Modern Communication voit Guillaume chanter avec brio sur une ligne mélodique sombre mais virevoltante. Au milieu de ce très bon set se situe Meet me at the disco. S'il fallait retenir un seul morceau, ce serait bien celui-là : énergique, enthousiaste et entraînant. On assiste à une version mixte avec un début en français puis la suite en anglais ponctuée de jolies pirouettes vocales. Un morceau assez remarquable.

Fanny

Je n'ai pas encore parlé du dernier membre du groupe, Fanny. Très séduisante et enthousiaste sur son côté de la scène, elle exécute sur MOP une ligne de basse lourde et entêtante renforcée par une flûte traversière ondulante, presque insaisissable. Sur Watermelon, on peut apprécier la voix de Tara qui était restée relativement discrète jusque là. Puissante et voire surprenante, sa voix espiègle contraste avec son jeu posé au clavier et porte tout du long le morceau avec une attitude délicieusement British.
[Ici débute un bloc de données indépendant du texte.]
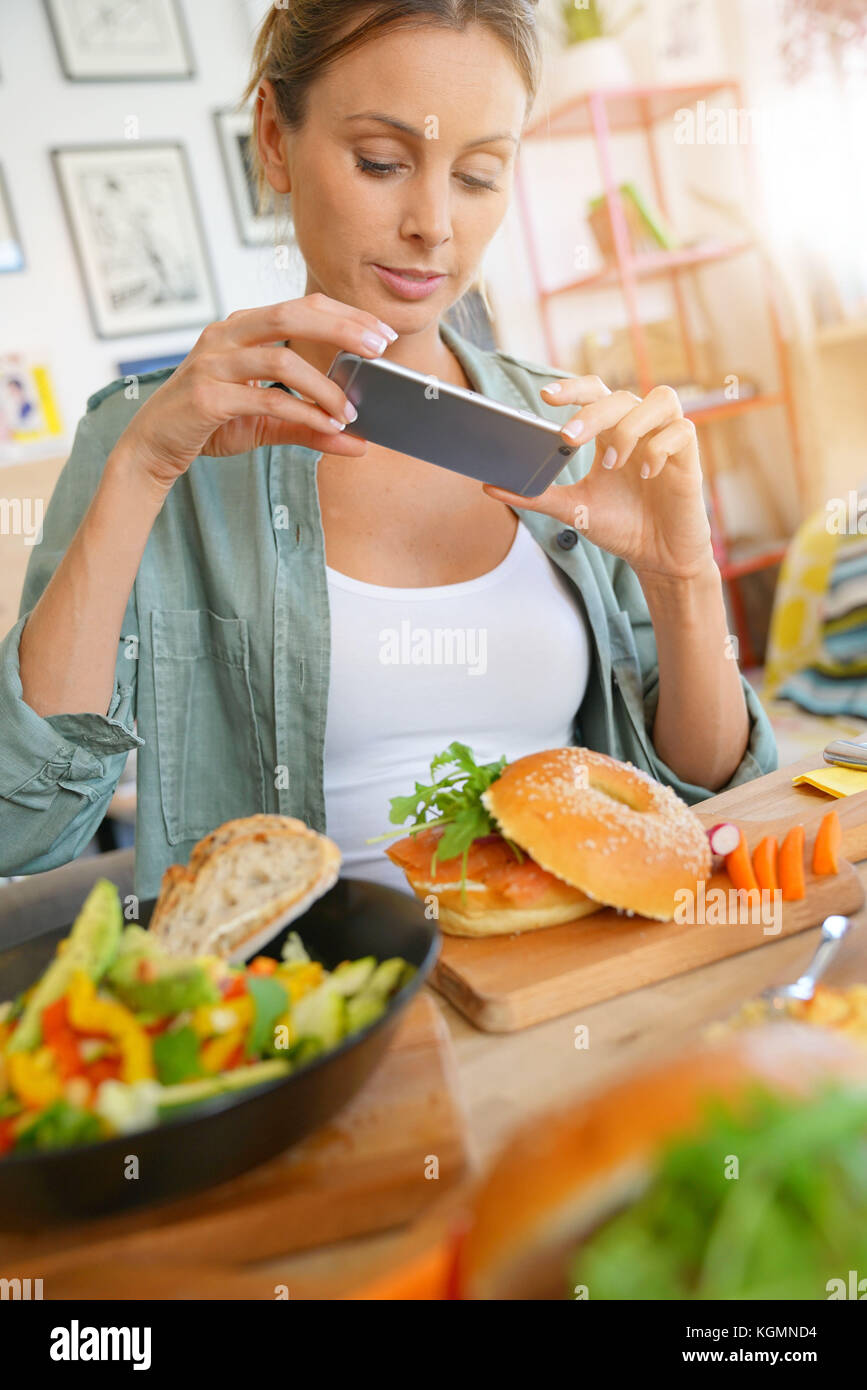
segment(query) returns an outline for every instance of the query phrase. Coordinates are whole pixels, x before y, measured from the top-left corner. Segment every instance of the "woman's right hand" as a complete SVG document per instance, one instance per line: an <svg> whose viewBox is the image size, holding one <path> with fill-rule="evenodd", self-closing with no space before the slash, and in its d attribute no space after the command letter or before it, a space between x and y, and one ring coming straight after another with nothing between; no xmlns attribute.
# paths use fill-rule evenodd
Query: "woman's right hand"
<svg viewBox="0 0 867 1390"><path fill-rule="evenodd" d="M226 457L279 443L363 455L367 442L339 430L353 411L350 406L346 413L342 388L282 343L300 338L379 357L388 346L383 327L374 314L325 295L236 310L203 329L183 361L135 413L118 445L165 491L200 455ZM365 341L368 334L381 346ZM260 386L260 381L282 381L310 400L279 386Z"/></svg>

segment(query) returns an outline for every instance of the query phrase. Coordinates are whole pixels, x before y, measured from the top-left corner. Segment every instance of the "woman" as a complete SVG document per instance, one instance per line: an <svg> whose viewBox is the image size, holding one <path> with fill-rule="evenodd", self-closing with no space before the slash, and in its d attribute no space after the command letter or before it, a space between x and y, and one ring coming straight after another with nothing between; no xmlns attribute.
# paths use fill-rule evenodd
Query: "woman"
<svg viewBox="0 0 867 1390"><path fill-rule="evenodd" d="M453 738L481 760L586 744L691 802L775 766L675 393L552 382L440 322L506 214L538 63L528 0L271 8L256 146L307 293L88 402L0 646L0 873L79 853L131 748L139 897L257 810L406 888L365 841ZM352 439L339 349L581 449L527 502Z"/></svg>

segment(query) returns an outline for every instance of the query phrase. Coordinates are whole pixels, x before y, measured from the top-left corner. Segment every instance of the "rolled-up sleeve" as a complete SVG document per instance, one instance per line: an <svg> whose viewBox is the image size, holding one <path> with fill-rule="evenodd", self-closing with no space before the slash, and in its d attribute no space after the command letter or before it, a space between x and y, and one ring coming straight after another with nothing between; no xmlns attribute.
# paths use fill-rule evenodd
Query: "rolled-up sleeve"
<svg viewBox="0 0 867 1390"><path fill-rule="evenodd" d="M126 605L106 714L40 716L24 699L21 634L69 545L106 464L92 416L83 416L29 559L19 616L0 642L0 874L40 873L75 859L99 827L135 733L138 620Z"/></svg>
<svg viewBox="0 0 867 1390"><path fill-rule="evenodd" d="M653 724L656 720L656 709L660 695L656 634L653 631L647 600L645 599L638 575L622 560L618 560L616 566L614 591L622 609L628 613L638 662L641 666L642 713L646 734L646 752L652 763L652 774L659 781L667 783L672 787L678 796L682 796L685 802L693 805L695 802L706 801L709 796L718 796L721 792L729 791L732 787L739 787L742 783L752 781L754 777L763 777L766 773L775 771L779 766L779 753L777 749L774 728L767 710L763 708L756 691L743 673L741 673L741 687L743 689L746 710L749 714L749 741L741 762L735 767L735 771L722 787L700 787L697 783L684 781L684 778L678 777L674 769L659 756L653 745ZM709 730L709 737L711 735L713 730Z"/></svg>

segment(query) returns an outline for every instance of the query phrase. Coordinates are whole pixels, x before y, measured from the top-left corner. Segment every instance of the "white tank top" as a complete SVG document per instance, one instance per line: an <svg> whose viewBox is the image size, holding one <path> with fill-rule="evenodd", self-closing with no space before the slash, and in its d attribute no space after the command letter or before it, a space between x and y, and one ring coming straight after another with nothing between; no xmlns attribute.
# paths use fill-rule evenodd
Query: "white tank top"
<svg viewBox="0 0 867 1390"><path fill-rule="evenodd" d="M427 785L431 759L453 739L481 763L570 744L588 682L586 624L521 523L506 559L461 584L396 589L327 574L327 830L347 877L411 892L385 853L390 841L365 844L396 828L389 798Z"/></svg>

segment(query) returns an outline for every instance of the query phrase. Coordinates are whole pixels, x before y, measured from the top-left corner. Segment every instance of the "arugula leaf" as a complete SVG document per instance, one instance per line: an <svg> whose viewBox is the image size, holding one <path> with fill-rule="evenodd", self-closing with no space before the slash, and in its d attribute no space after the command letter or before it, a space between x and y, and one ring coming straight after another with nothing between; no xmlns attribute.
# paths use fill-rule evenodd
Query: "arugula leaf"
<svg viewBox="0 0 867 1390"><path fill-rule="evenodd" d="M431 760L431 783L415 783L415 791L408 796L392 796L389 820L392 824L403 826L413 819L408 827L410 834L420 830L442 827L443 834L438 840L431 858L431 873L436 872L438 860L456 859L461 856L461 897L467 895L467 859L470 847L484 835L502 834L493 816L482 805L482 792L497 780L506 767L506 755L495 763L477 763L472 749L467 744L457 741L449 744L442 753ZM445 776L438 777L439 771ZM368 845L378 840L388 840L385 835L374 835ZM506 838L506 837L503 837ZM521 862L522 855L517 845L507 841Z"/></svg>
<svg viewBox="0 0 867 1390"><path fill-rule="evenodd" d="M176 1086L201 1076L199 1037L189 1024L158 1033L153 1040L153 1058L161 1086Z"/></svg>
<svg viewBox="0 0 867 1390"><path fill-rule="evenodd" d="M736 1155L739 1176L727 1170ZM660 1152L645 1193L591 1233L570 1289L591 1298L827 1298L867 1266L867 1098L756 1088Z"/></svg>

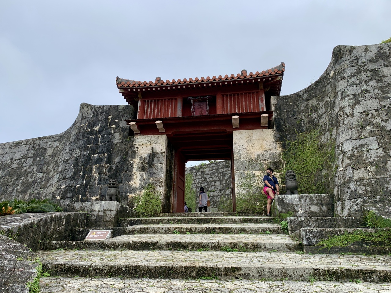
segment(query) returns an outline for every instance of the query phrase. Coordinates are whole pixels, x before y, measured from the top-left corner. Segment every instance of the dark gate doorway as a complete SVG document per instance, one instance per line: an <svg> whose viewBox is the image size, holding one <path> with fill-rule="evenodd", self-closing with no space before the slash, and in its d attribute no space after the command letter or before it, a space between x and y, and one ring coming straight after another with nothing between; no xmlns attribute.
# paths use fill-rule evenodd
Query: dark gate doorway
<svg viewBox="0 0 391 293"><path fill-rule="evenodd" d="M190 161L230 160L231 162L233 210L236 211L232 134L217 131L174 133L169 139L175 150L172 212L183 213L186 162Z"/></svg>

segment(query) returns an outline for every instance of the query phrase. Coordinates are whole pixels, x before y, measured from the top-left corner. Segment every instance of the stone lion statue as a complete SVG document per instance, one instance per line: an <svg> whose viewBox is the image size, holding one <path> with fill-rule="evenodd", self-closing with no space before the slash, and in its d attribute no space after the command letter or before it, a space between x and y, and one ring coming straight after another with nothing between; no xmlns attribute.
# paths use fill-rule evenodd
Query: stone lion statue
<svg viewBox="0 0 391 293"><path fill-rule="evenodd" d="M116 179L111 179L109 182L108 186L109 189L107 189L107 193L106 194L106 201L118 201L119 198L117 198L117 197L120 194L118 181Z"/></svg>
<svg viewBox="0 0 391 293"><path fill-rule="evenodd" d="M289 170L285 173L285 188L287 194L299 194L294 171Z"/></svg>

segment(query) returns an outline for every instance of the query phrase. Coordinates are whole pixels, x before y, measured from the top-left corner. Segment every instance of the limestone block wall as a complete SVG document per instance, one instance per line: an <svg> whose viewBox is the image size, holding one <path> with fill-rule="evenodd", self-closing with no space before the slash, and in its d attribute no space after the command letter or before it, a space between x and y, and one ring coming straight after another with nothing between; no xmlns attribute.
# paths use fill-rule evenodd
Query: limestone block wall
<svg viewBox="0 0 391 293"><path fill-rule="evenodd" d="M322 75L294 94L274 97L277 139L318 129L336 143L329 180L335 211L361 214L361 205L391 197L391 44L339 46Z"/></svg>
<svg viewBox="0 0 391 293"><path fill-rule="evenodd" d="M196 191L194 201L197 209L198 191L201 186L205 188L210 200L210 207L208 208L208 211L220 211L221 209L219 209L219 206L223 204L223 202L226 202L232 200L232 176L230 160L190 167L186 168L186 173L193 175L192 188Z"/></svg>
<svg viewBox="0 0 391 293"><path fill-rule="evenodd" d="M134 113L128 105L83 103L62 133L0 144L0 201L49 198L66 207L104 200L111 179L126 205L149 183L170 192L163 183L173 161L167 138L129 136L124 120Z"/></svg>
<svg viewBox="0 0 391 293"><path fill-rule="evenodd" d="M266 169L281 170L283 166L281 143L276 141L274 129L235 130L233 136L233 157L235 188L237 196L244 192L242 187L250 181L262 187ZM280 180L280 174L274 175ZM242 186L242 187L241 187Z"/></svg>
<svg viewBox="0 0 391 293"><path fill-rule="evenodd" d="M129 195L137 195L147 184L152 184L161 195L162 211L170 212L175 154L167 136L135 136L133 150L136 155L128 161L133 166Z"/></svg>
<svg viewBox="0 0 391 293"><path fill-rule="evenodd" d="M135 156L128 138L134 109L125 105L80 105L73 124L59 134L0 144L0 200L49 198L64 205L104 198L111 179L121 200L131 188Z"/></svg>
<svg viewBox="0 0 391 293"><path fill-rule="evenodd" d="M34 251L42 249L44 240L68 238L74 228L85 226L85 213L36 213L3 216L0 234L12 238Z"/></svg>

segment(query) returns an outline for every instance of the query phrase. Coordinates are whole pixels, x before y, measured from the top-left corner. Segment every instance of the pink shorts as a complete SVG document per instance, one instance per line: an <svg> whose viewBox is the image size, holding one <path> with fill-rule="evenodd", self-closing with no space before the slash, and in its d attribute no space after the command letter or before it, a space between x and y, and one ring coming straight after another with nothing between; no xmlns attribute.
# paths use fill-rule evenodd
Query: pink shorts
<svg viewBox="0 0 391 293"><path fill-rule="evenodd" d="M270 196L269 195L269 193L268 193L266 191L266 189L267 189L268 188L270 188L270 187L268 187L267 186L265 186L265 187L264 188L264 192L265 193L265 194L267 196L268 198L273 199L270 197ZM273 194L276 194L275 191L274 191L272 189L271 189L271 191L273 193Z"/></svg>

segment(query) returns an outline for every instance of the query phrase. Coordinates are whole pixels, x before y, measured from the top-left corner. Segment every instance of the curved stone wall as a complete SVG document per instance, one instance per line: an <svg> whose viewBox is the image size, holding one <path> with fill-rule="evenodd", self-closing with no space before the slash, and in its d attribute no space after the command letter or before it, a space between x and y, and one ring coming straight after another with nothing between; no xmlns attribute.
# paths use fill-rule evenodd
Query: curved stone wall
<svg viewBox="0 0 391 293"><path fill-rule="evenodd" d="M0 201L48 198L63 205L105 197L111 179L133 181L131 106L80 105L73 124L55 135L0 144ZM121 195L135 191L120 184ZM121 200L127 203L126 197Z"/></svg>
<svg viewBox="0 0 391 293"><path fill-rule="evenodd" d="M321 176L330 181L338 214L390 201L390 82L391 44L339 46L315 82L272 99L276 139L319 128L323 142L335 140L336 172Z"/></svg>

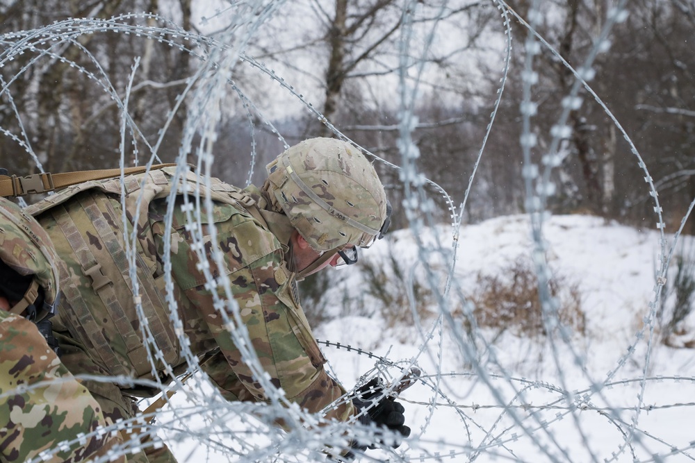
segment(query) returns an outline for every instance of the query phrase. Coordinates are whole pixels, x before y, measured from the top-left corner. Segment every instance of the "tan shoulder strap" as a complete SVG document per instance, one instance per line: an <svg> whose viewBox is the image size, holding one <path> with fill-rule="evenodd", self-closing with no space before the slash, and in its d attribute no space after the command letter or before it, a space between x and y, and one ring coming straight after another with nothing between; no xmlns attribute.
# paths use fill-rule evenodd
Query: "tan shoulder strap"
<svg viewBox="0 0 695 463"><path fill-rule="evenodd" d="M157 164L150 167L150 170L170 167L176 164ZM123 169L124 175L141 174L147 170L147 166L137 167L126 167ZM100 170L85 170L76 172L63 172L62 174L34 174L26 177L17 177L16 175L0 175L0 196L21 196L25 194L35 194L45 193L65 188L72 185L83 183L90 180L104 180L112 178L121 175L120 169L103 169Z"/></svg>

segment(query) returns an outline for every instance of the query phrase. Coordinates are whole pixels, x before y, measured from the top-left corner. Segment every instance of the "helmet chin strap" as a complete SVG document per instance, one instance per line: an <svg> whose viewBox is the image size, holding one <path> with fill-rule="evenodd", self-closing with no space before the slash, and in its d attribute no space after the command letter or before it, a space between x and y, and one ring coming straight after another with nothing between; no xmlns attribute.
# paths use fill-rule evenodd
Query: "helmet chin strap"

Minnie Moskowitz approche de la fin de son concert avec Spark qui comme l'indique son titre est rythmé et efficace. Le dernier morceau progresse avec un tempo trépidant, tous les membres se mettent à chanter sur les Where you go obsessionnels qui achèvent magnifiquement ce très bon concert.

J'ai trouvé le groupe Minniz Moskowitz très intéressant, les mélodies sont créatives et leur énergie est contagieuse sur scène. Espérons qu'ils continuent sur le même chemin en travaillant et en jouant avec la même intensité que lors de ce concert.

Sur cette dernière note, il est temps pour moi de mettre en parenthèse les concerts et la photographie de concert, ce qui ne devrait pas déplaire à certaines personnes. C'était très bien et enrichissant mais néanmoins très prenant physiquement et mentalement, il est donc temps de faire une pause. A bientôt.